3

I'm working on optimizing a Python script that needs to parse a huge (12 TB) amount of data. At the moment, it basically looks like:

gzip -d -c big_file.gz | sed /regex|of|interesting|things/p | script.py 

(actually, the piping is being done by subprocess.Popen, but I don't think that's important -- correct me if I'm wrong.)

It appears that the gzip->sed->python pipes are currently the most time consuming part of the script. I assume that this is because there are three separate processes in play here: since none of them can have a shared address space, any information that needs to be passed between them needs to actually be copied from one to the other, so the three pipes result in a total of at most 36 TB being pushed through my RAM rather than just 12.

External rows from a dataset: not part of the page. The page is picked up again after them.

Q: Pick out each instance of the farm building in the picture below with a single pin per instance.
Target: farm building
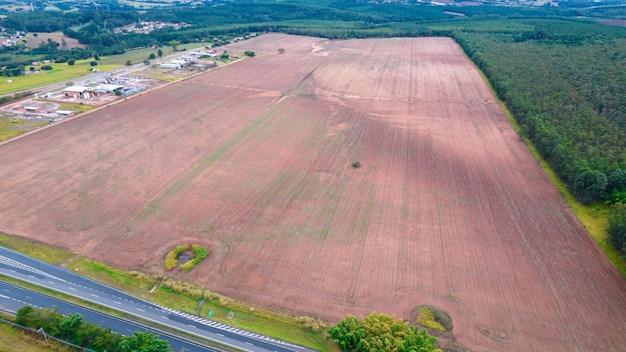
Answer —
(64, 113)
(171, 65)
(77, 92)
(32, 109)
(107, 88)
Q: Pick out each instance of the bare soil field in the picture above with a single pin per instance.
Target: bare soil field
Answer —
(254, 161)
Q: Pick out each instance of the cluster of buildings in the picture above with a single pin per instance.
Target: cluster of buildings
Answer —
(182, 61)
(11, 39)
(148, 27)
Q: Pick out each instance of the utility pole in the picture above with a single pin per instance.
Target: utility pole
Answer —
(41, 331)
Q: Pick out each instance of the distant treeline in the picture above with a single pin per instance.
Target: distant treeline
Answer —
(565, 84)
(563, 79)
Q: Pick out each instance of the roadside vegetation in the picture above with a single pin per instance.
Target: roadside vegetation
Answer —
(380, 332)
(74, 330)
(184, 296)
(18, 340)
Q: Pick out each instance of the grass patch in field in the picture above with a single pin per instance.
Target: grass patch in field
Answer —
(171, 258)
(13, 127)
(199, 253)
(59, 73)
(17, 340)
(36, 250)
(76, 108)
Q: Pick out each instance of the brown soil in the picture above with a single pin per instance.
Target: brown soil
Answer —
(254, 161)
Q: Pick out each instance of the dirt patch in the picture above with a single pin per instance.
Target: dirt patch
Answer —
(448, 208)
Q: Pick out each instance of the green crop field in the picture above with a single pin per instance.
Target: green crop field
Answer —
(59, 73)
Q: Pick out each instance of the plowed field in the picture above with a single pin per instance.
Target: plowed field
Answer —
(254, 160)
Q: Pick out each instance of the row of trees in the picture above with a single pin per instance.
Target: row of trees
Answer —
(73, 329)
(564, 83)
(380, 332)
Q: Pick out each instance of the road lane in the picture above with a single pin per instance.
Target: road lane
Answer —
(13, 298)
(22, 267)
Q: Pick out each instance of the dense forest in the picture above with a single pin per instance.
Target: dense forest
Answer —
(563, 78)
(565, 84)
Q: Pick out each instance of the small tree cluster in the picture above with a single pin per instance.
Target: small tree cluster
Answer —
(315, 324)
(617, 227)
(380, 332)
(73, 329)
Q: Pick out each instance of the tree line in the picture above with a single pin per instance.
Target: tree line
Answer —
(73, 329)
(564, 83)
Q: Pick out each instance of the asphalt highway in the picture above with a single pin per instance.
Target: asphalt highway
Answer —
(12, 298)
(25, 268)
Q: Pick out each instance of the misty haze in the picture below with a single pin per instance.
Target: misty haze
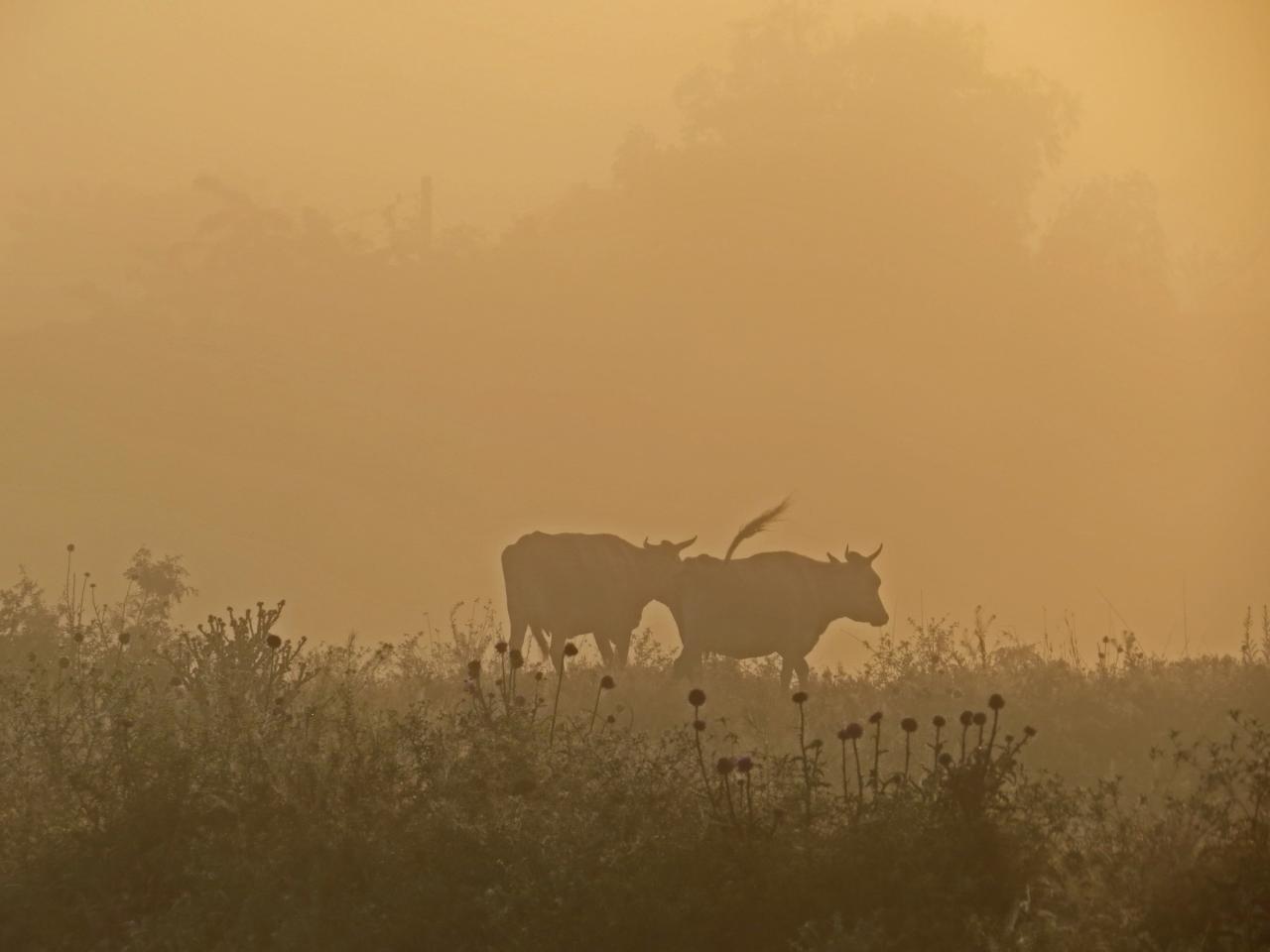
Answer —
(399, 402)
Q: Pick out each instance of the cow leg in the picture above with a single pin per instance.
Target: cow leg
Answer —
(540, 639)
(803, 670)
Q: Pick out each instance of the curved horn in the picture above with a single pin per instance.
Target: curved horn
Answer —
(681, 546)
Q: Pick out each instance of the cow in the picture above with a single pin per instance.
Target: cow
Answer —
(572, 584)
(770, 603)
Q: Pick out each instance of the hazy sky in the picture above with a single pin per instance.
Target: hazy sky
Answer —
(343, 105)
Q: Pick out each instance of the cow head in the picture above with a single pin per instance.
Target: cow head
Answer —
(857, 585)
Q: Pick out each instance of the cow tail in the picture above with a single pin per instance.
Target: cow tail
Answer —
(760, 524)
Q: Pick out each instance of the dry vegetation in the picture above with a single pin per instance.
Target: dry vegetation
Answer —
(231, 787)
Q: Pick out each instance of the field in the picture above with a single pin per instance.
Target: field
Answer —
(229, 787)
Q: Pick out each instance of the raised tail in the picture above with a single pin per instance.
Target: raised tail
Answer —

Am I understanding correctly what's going on?

Patrick Collins
  • 10,306
  • 5
  • 30
  • 69
  • There aren't really any answers here, but you may want to look at [this question](http://stackoverflow.com/questions/24199026/how-to-speed-up-communication-with-subprocesses). The OP noticed that using `subprocess.Popen` to pipe data was much slower than using Linux pipes (`|`), so it may actually be important if you're using the former. – dano Jul 17 '14 at 15:34
  • `gzip big_file.gz` ? Shouldn't it be `gunzip` or `gzip -d` ? – bruno desthuilliers Jul 17 '14 at 15:34
  • @brunodesthuilliers Yes, you're right, I've edited to fix. – Patrick Collins Jul 17 '14 at 15:35
  • @dano I'm really wondering about the total amount of data moved through the system when using pipes: based on what I know about multiprocessing, I assume that there is a pretty huge communication cost in play here, but I can't find any references to confirm it. – Patrick Collins Jul 17 '14 at 15:36
  • @PatrickCollins well, at the very least you're reading 12TB (probably less since it's compressed) from disk into `gunzip`, writing 12TB to the stdin of `sed` which then needs to be read, then writing 12TB more to the stdin of `script.py`, which also needs to be read. – dano Jul 17 '14 at 15:39
  • 1
    @PatrickCollins: `gunzip file.gz` doesn't write to stdout, it inflates the file inplace... – bruno desthuilliers Jul 17 '14 at 15:40
  • @brunodesthuilliers The line in question is actually `unzip = subprocess.Popen(['gzip', '-d', '-c', input_file, stdout=subprocess.PIPE])`, then `sed = subprocess.Popen(['sed', '-n', 'big|regex|'], stdin=unzip.stdout, stdout=subprocesspipe)` then `for fields in csv.reader(iter(sed.stdout.readline, '')):...`. – Patrick Collins Jul 17 '14 at 15:43

2 Answers2

3

Let's first run a little test:

time dd if=/dev/zero of=/dev/null bs=2M count=5000
time dd if=/dev/zero bs=2M count=5000 > /dev/null
time dd if=/dev/zero bs=2M count=5000 | cat > /dev/null
time dd if=/dev/zero bs=2M count=5000 | cat | cat | cat | cat | cat > /dev/null

Results:

5000+0 records in
5000+0 records out
10485760000 bytes (10 GB) copied, 0.651287 s, 16.1 GB/s

real    0m0.653s
user    0m0.000s
sys     0m0.650s
5000+0 records in
5000+0 records out
10485760000 bytes (10 GB) copied, 0.585887 s, 17.9 GB/s

real    0m0.587s
user    0m0.007s
sys     0m0.580s
5000+0 records in
5000+0 records out
10485760000 bytes (10 GB) copied, 8.55412 s, 1.2 GB/s

real    0m8.556s
user    0m0.077s
sys     0m9.267s
5000+0 records in
5000+0 records out
10485760000 bytes (10 GB) copied, 9.69067 s, 1.1 GB/s

real    0m9.692s
user    0m0.397s
sys     0m25.617s

Adding a single pipe decreases performance hugely; adding multiple pipes decreases performance slightly. Results seem consistent across multiple runs.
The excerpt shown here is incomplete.